The alternative to the approach of checking in binary files is to use a tool called Git LFS, or Git Large File Storage. This will instead store each binary file as a "pointer" to an external server, and store the assets there. Whenever you check out a commit, if there are any pointers in the file tree, it will replace them with downloaded files from the LFS server. This means that you don't have to have all of the asset files throughout the history of the project, but instead only the ones for the commit you're on. It saves data for developers, but also from the Git servers that are hosting the repo.

GitLab gives us unlimited bandwidth for LFS files, but GitHub only gives us 2 GB per month. This means that not only will we go against GitHub's limit as we mirror our repo, but anyone who clones the repo from there will tick our limit. I sent an email to GitHub asking if we could have the limit removed from the project, but it didn't get much useful feedback.

So now we seem to be at an impasse. We can't just get the LFS files to redirect to the GitLab server that we're hosting our files on, since GitHub forces them to be internal. Also, there is really not a lot of documentation around this. The use case seems to be small enough that it's not worth GitHub's time to look into, even for open source projects.

However, I did find a dirty solution to get around this. I manually set up a GitHub Action that clones the repo from GitLab, and uninstalls LFS from it. It then checks in all of the LFS files as normal Git files, and force pushes it to the master branch of the GitHub repo. This means that anyone cloning from GitHub will have to download the full repo with all of the assets, but at least we have an updated repo!
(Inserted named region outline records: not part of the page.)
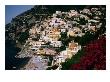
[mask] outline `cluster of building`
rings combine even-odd
[[[28,40],[16,57],[32,57],[25,69],[46,69],[51,56],[53,58],[51,66],[58,65],[61,69],[61,63],[81,49],[81,46],[73,40],[65,50],[57,52],[56,49],[64,46],[59,40],[62,37],[61,33],[67,33],[68,38],[82,37],[87,31],[95,33],[102,25],[100,22],[102,14],[100,8],[56,11],[52,16],[36,21],[29,30]],[[42,62],[40,67],[39,61]]]

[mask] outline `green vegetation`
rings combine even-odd
[[[19,37],[18,41],[19,41],[21,44],[23,44],[23,43],[25,43],[25,41],[28,39],[28,37],[29,37],[29,32],[28,32],[28,31],[22,32],[22,33],[20,34],[20,37]]]

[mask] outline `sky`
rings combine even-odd
[[[33,5],[6,5],[5,6],[5,24],[11,22],[12,18],[23,13],[26,10],[29,10]]]

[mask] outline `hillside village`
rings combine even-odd
[[[42,6],[42,11],[45,9],[45,6]],[[95,35],[104,26],[103,21],[106,20],[104,12],[105,8],[93,6],[82,10],[70,9],[66,12],[58,10],[51,15],[46,12],[37,14],[40,18],[32,14],[26,15],[31,16],[30,24],[21,22],[23,24],[21,28],[10,30],[12,33],[8,33],[7,28],[6,39],[11,37],[16,41],[16,46],[21,48],[15,58],[30,58],[20,69],[61,70],[62,63],[77,55],[77,52],[85,47],[77,38],[82,38],[88,33]],[[27,20],[25,16],[23,20]],[[26,24],[29,28],[26,28]],[[26,34],[23,35],[24,38],[20,37],[21,32]],[[105,35],[105,32],[99,36],[101,35]]]

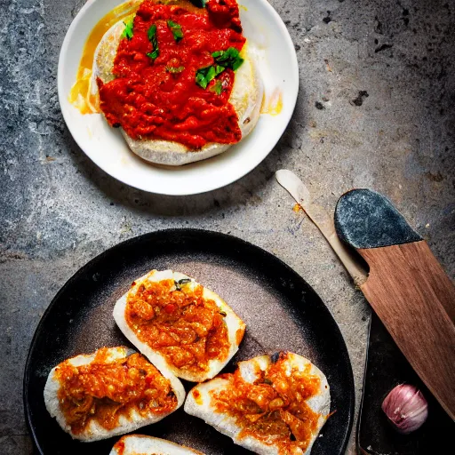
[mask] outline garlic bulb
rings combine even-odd
[[[382,411],[399,433],[407,435],[427,420],[428,403],[417,387],[401,384],[386,396]]]

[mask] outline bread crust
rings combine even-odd
[[[141,278],[136,280],[130,291],[137,289],[145,280],[159,282],[165,279],[173,279],[175,281],[179,281],[185,278],[191,279],[193,285],[197,284],[193,278],[190,278],[187,275],[181,274],[180,272],[174,272],[172,270],[152,270]],[[242,321],[242,319],[240,319],[240,317],[237,316],[237,315],[235,315],[235,313],[234,313],[232,308],[219,295],[215,294],[215,292],[207,289],[206,287],[204,287],[203,296],[205,299],[211,299],[214,300],[216,305],[226,313],[224,320],[228,327],[228,336],[229,340],[229,352],[228,357],[222,361],[217,359],[211,360],[209,362],[209,371],[205,372],[188,371],[170,364],[163,355],[152,349],[148,344],[139,339],[136,333],[134,333],[134,331],[128,325],[124,317],[124,312],[126,308],[126,299],[130,291],[125,292],[116,303],[113,313],[114,319],[116,320],[116,324],[124,335],[160,371],[162,369],[164,371],[169,371],[182,379],[189,380],[192,382],[202,382],[216,376],[237,352],[239,344],[242,341],[245,331],[244,323]]]
[[[301,355],[298,355],[297,354],[286,353],[286,366],[296,366],[303,371],[309,363],[311,365],[310,374],[318,376],[321,379],[320,393],[307,400],[307,403],[309,407],[314,411],[320,414],[317,422],[317,430],[313,435],[310,443],[305,451],[300,448],[297,448],[297,450],[292,452],[292,455],[308,455],[318,433],[326,421],[326,416],[330,412],[330,387],[324,374],[309,360],[302,357]],[[258,377],[259,370],[265,371],[270,363],[271,358],[269,355],[260,355],[245,362],[240,362],[239,369],[241,371],[242,377],[247,382],[254,382]],[[239,438],[238,436],[242,427],[235,423],[235,419],[229,415],[216,411],[213,406],[211,405],[211,392],[220,391],[224,389],[228,383],[228,379],[220,377],[204,382],[204,384],[197,385],[190,390],[187,395],[184,406],[185,411],[192,416],[202,419],[205,423],[220,431],[220,433],[231,437],[235,444],[241,445],[242,447],[261,455],[278,455],[279,450],[276,446],[266,444],[251,435]],[[197,401],[193,394],[196,390],[199,392],[199,394],[197,394]]]
[[[114,60],[124,25],[122,20],[115,24],[104,35],[96,51],[93,61],[92,89],[97,91],[97,78],[104,84],[112,81]],[[243,64],[235,71],[235,78],[229,102],[238,116],[242,140],[250,134],[258,123],[262,103],[263,85],[254,58],[248,52],[248,44],[243,51]],[[128,147],[146,161],[156,164],[180,166],[204,160],[225,152],[231,144],[209,143],[196,150],[179,142],[161,140],[134,140],[120,128]]]
[[[109,359],[114,361],[119,358],[125,358],[128,355],[133,354],[135,351],[125,347],[109,347],[108,352]],[[68,359],[68,361],[75,366],[80,366],[91,363],[94,360],[96,352],[91,355],[76,355],[76,357]],[[56,419],[57,422],[64,431],[68,433],[73,439],[77,439],[83,442],[99,441],[101,439],[116,436],[118,435],[124,435],[125,433],[129,433],[131,431],[134,431],[138,428],[140,428],[141,427],[144,427],[146,425],[156,423],[159,420],[164,419],[164,417],[168,416],[174,411],[177,411],[177,409],[179,409],[185,401],[185,389],[183,388],[181,382],[169,371],[164,371],[156,365],[155,365],[156,366],[156,368],[158,368],[163,376],[167,378],[171,382],[171,387],[177,397],[177,406],[173,411],[166,414],[161,415],[155,415],[150,413],[147,417],[142,417],[137,411],[132,411],[132,412],[130,412],[130,415],[128,417],[123,415],[120,416],[118,419],[118,426],[113,430],[108,430],[101,427],[95,420],[92,420],[84,432],[78,435],[75,435],[71,432],[71,426],[68,424],[65,416],[60,411],[58,397],[58,393],[60,388],[60,383],[54,376],[55,369],[57,368],[57,366],[52,368],[52,370],[49,373],[46,384],[44,386],[44,394],[46,409],[48,412],[51,414],[51,416]]]
[[[117,450],[119,447],[122,450]],[[165,439],[131,435],[124,436],[114,445],[109,455],[204,455],[202,451],[179,445]]]

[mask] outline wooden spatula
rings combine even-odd
[[[412,368],[455,419],[452,283],[427,242],[374,191],[354,189],[342,196],[335,227],[339,238],[370,266],[360,289]]]

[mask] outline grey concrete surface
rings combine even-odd
[[[369,308],[315,226],[274,179],[293,170],[332,210],[353,187],[387,195],[455,275],[455,4],[271,0],[295,43],[297,108],[245,178],[189,197],[113,180],[78,148],[57,99],[66,30],[84,0],[0,0],[0,451],[31,453],[22,410],[28,347],[81,266],[164,228],[231,233],[272,251],[321,295],[343,332],[361,395]],[[353,439],[348,453],[354,453]]]

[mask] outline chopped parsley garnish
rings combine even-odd
[[[191,3],[195,6],[198,6],[199,8],[205,8],[205,4],[207,3],[207,0],[191,0]]]
[[[220,65],[202,68],[196,73],[196,83],[203,89],[206,89],[209,83],[225,69],[224,67],[220,67]]]
[[[185,69],[185,67],[179,67],[179,68],[166,67],[166,71],[168,71],[169,73],[181,73],[184,69]]]
[[[172,32],[172,35],[174,36],[174,39],[176,43],[179,43],[183,38],[183,32],[181,31],[181,25],[179,25],[172,20],[169,20],[167,21],[167,26]]]
[[[147,36],[148,37],[148,40],[152,44],[153,50],[151,52],[148,52],[147,54],[148,57],[150,57],[152,60],[155,60],[156,57],[160,54],[160,50],[158,49],[158,40],[156,38],[156,26],[154,24],[150,28],[148,28],[148,31],[147,32]]]
[[[217,81],[209,90],[214,92],[217,95],[220,95],[223,91],[221,81]]]
[[[128,20],[128,22],[124,22],[124,33],[122,33],[120,37],[122,39],[124,39],[124,38],[132,39],[132,36],[133,36],[132,26],[134,25],[134,18]]]
[[[227,51],[218,51],[212,56],[215,64],[201,68],[196,73],[196,83],[203,89],[206,89],[209,83],[226,68],[229,68],[235,71],[243,63],[243,59],[240,57],[240,52],[235,47],[229,47]],[[214,91],[219,95],[221,93],[221,89],[216,88]]]
[[[229,47],[226,51],[218,51],[218,52],[213,52],[212,56],[215,60],[215,63],[225,68],[230,68],[234,71],[243,63],[243,59],[240,57],[240,52],[235,47]]]

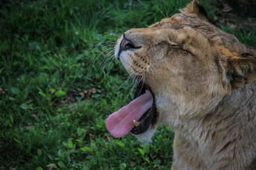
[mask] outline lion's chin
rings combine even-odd
[[[151,95],[153,96],[153,103],[152,105],[148,111],[147,111],[138,120],[138,125],[134,126],[134,127],[131,131],[131,132],[135,135],[138,135],[138,138],[142,139],[143,141],[147,141],[146,138],[150,138],[153,136],[154,130],[154,127],[157,122],[158,113],[155,103],[155,95],[152,91],[149,86],[143,82],[140,82],[136,87],[134,99],[139,96],[144,94],[147,92],[149,91]],[[145,139],[144,139],[144,138]]]
[[[150,127],[145,132],[140,134],[133,134],[137,139],[143,143],[150,143],[156,129]]]

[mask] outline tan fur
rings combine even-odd
[[[256,50],[201,11],[193,1],[181,13],[124,33],[141,48],[120,60],[131,75],[145,76],[159,114],[139,138],[150,140],[161,125],[175,131],[172,169],[256,169]]]

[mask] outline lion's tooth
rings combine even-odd
[[[136,120],[133,120],[133,124],[136,126],[138,127],[140,125],[140,122],[136,121]]]

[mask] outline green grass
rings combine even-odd
[[[0,169],[170,169],[170,130],[160,127],[149,145],[107,131],[132,85],[102,52],[113,50],[112,33],[147,27],[189,1],[1,1]],[[204,5],[216,17],[214,4]],[[222,29],[256,45],[255,31]],[[93,88],[88,99],[79,95]]]

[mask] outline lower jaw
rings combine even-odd
[[[157,119],[158,114],[157,113],[157,110],[156,107],[155,96],[148,85],[143,82],[140,82],[136,87],[134,98],[136,98],[143,94],[147,90],[149,90],[153,96],[153,104],[152,107],[144,113],[142,117],[140,118],[138,120],[140,122],[139,125],[134,127],[131,131],[131,132],[134,134],[140,134],[145,132],[148,129],[150,125],[154,125],[156,123],[156,120]]]

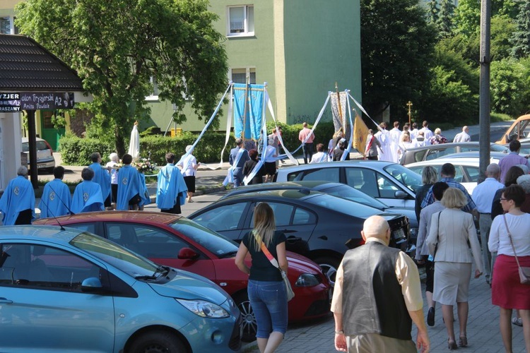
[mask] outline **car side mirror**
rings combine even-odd
[[[189,248],[182,248],[179,251],[177,257],[181,260],[195,260],[199,254]]]
[[[101,293],[103,291],[103,285],[99,278],[89,277],[81,282],[81,292],[83,293]]]
[[[408,194],[401,190],[398,190],[394,194],[394,197],[395,197],[396,198],[406,198],[407,196],[408,196]]]

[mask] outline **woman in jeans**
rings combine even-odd
[[[526,352],[530,353],[530,286],[521,284],[514,255],[522,267],[530,267],[530,214],[521,210],[524,190],[519,185],[502,189],[500,203],[507,213],[495,217],[491,224],[488,246],[497,251],[493,265],[491,301],[500,307],[500,334],[506,352],[512,352],[512,310],[519,309],[523,323]],[[505,217],[506,223],[505,223]],[[506,225],[508,225],[508,229]],[[512,235],[512,243],[508,236]]]
[[[258,330],[256,337],[261,353],[271,353],[278,348],[287,330],[287,292],[278,269],[271,263],[261,250],[264,244],[287,273],[285,236],[276,231],[274,213],[268,203],[259,203],[254,210],[254,229],[243,237],[235,264],[249,274],[248,294],[254,310]],[[245,262],[250,253],[252,267]]]

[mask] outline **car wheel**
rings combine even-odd
[[[243,342],[252,342],[256,340],[258,323],[256,321],[252,306],[250,305],[249,295],[246,292],[242,292],[235,297],[235,301],[243,318],[243,321],[241,323],[242,330],[241,340]]]
[[[144,333],[131,343],[129,352],[133,353],[186,353],[188,350],[182,342],[168,331],[152,331]]]

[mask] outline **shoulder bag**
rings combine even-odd
[[[265,246],[265,243],[261,241],[261,237],[259,236],[259,234],[257,234],[254,231],[252,231],[252,234],[254,234],[254,237],[256,238],[256,241],[258,243],[261,243],[261,251],[263,251],[263,253],[265,254],[265,256],[267,257],[269,261],[271,261],[271,263],[272,263],[272,265],[275,268],[278,268],[280,270],[280,273],[281,273],[281,277],[283,280],[283,283],[285,285],[285,292],[287,293],[287,301],[289,301],[290,299],[294,298],[295,297],[295,292],[293,292],[293,287],[290,286],[290,282],[289,282],[289,279],[287,277],[287,274],[285,272],[280,268],[280,265],[278,264],[278,261],[276,261],[276,258],[274,258],[274,256],[272,256],[271,253],[271,251],[269,251],[266,246]]]
[[[506,225],[506,230],[508,232],[508,237],[510,237],[510,244],[512,244],[512,249],[514,251],[514,256],[515,257],[515,261],[517,263],[517,267],[519,268],[519,278],[521,280],[521,283],[523,285],[530,285],[530,267],[522,267],[519,263],[519,258],[517,258],[517,254],[515,253],[515,246],[514,246],[514,242],[512,240],[512,234],[510,233],[510,228],[508,228],[508,222],[506,222],[506,215],[502,215],[502,217],[505,220],[505,225]]]

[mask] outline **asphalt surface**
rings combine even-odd
[[[491,125],[490,140],[495,142],[502,133],[511,125],[511,122],[494,123]],[[435,126],[432,126],[434,130]],[[461,131],[461,128],[442,131],[448,140],[452,140],[454,136]],[[480,127],[469,126],[469,134],[472,140],[478,140]],[[61,163],[60,155],[55,154],[57,165]],[[213,164],[212,164],[213,165]],[[280,167],[286,167],[288,162],[281,164]],[[66,169],[65,179],[76,181],[81,179],[81,171],[83,167],[64,166]],[[224,163],[220,169],[211,170],[205,167],[201,167],[197,172],[196,187],[198,192],[193,198],[194,202],[186,203],[182,207],[182,215],[189,215],[195,210],[215,202],[220,196],[225,193],[221,183],[226,176],[228,163]],[[40,179],[51,179],[53,175],[40,174]],[[152,182],[150,182],[152,180]],[[155,178],[148,177],[148,189],[153,196],[155,194]],[[38,205],[37,200],[37,205]],[[146,207],[146,210],[158,211],[154,204]],[[426,301],[424,298],[424,303]],[[424,305],[424,311],[427,313],[427,309]],[[447,335],[445,326],[442,322],[441,307],[437,308],[435,323],[433,327],[428,328],[429,336],[432,352],[447,351]],[[455,317],[456,308],[455,308]],[[522,328],[512,325],[513,335],[513,352],[524,352],[524,339]],[[456,332],[458,332],[458,321],[454,323]],[[276,352],[290,353],[307,352],[334,352],[334,323],[331,315],[316,321],[310,321],[300,324],[289,325],[285,338]],[[413,338],[416,336],[416,327],[413,325]],[[504,346],[499,330],[499,309],[491,304],[491,292],[483,277],[471,281],[469,288],[469,316],[468,319],[467,336],[469,346],[459,348],[459,350],[469,352],[503,352]],[[259,352],[255,342],[245,345],[242,352]]]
Here is what the GitHub Action looks like. I currently have it delete any GitHub Action workflows, as a bot isn't allowed to push them to the master branch. Each run takes around 6 minutes, but because GitHub Actions are free for open source projects, we can run it once an hour without any worry.

steps:
  - name: Install git-filter-repo
    run: git clone https://github.com/newren/git-filter-repo.git;
      ./git-filter-repo/git-filter-repo --help

  - name: Clone GitLab repo
    run: git lfs install;
      git clone https://gitlab.com/veloren/veloren.git;

  - name: Uninstall LFS
    run: cd veloren;
      git lfs uninstall;
      git lfs migrate export --include="*" --everything;

  - name: Remove workflow files
    run: cd veloren;
      ../git-filter-repo/git-filter-repo --invert-paths --path .github --force;

  - name: Push changes
  uses: ad-m/github-push-action@master
    with:
        github_token: ${{ secrets.GITHUB_TOKEN }}
        branch: master
        force: true
        tags: true
        directory: veloren

There is still more work to be done so that each job can properly run once an hour, but this is currently the best solution I could find to the problem. I do hope that GitHub works on making Git LFS more accessible to open source projects, as it's quite a necessity for open source games. GitHub has done well in recent years to support open source projects, but this alone is one of the largest reasons Veloren prefers GitLab to GitHub.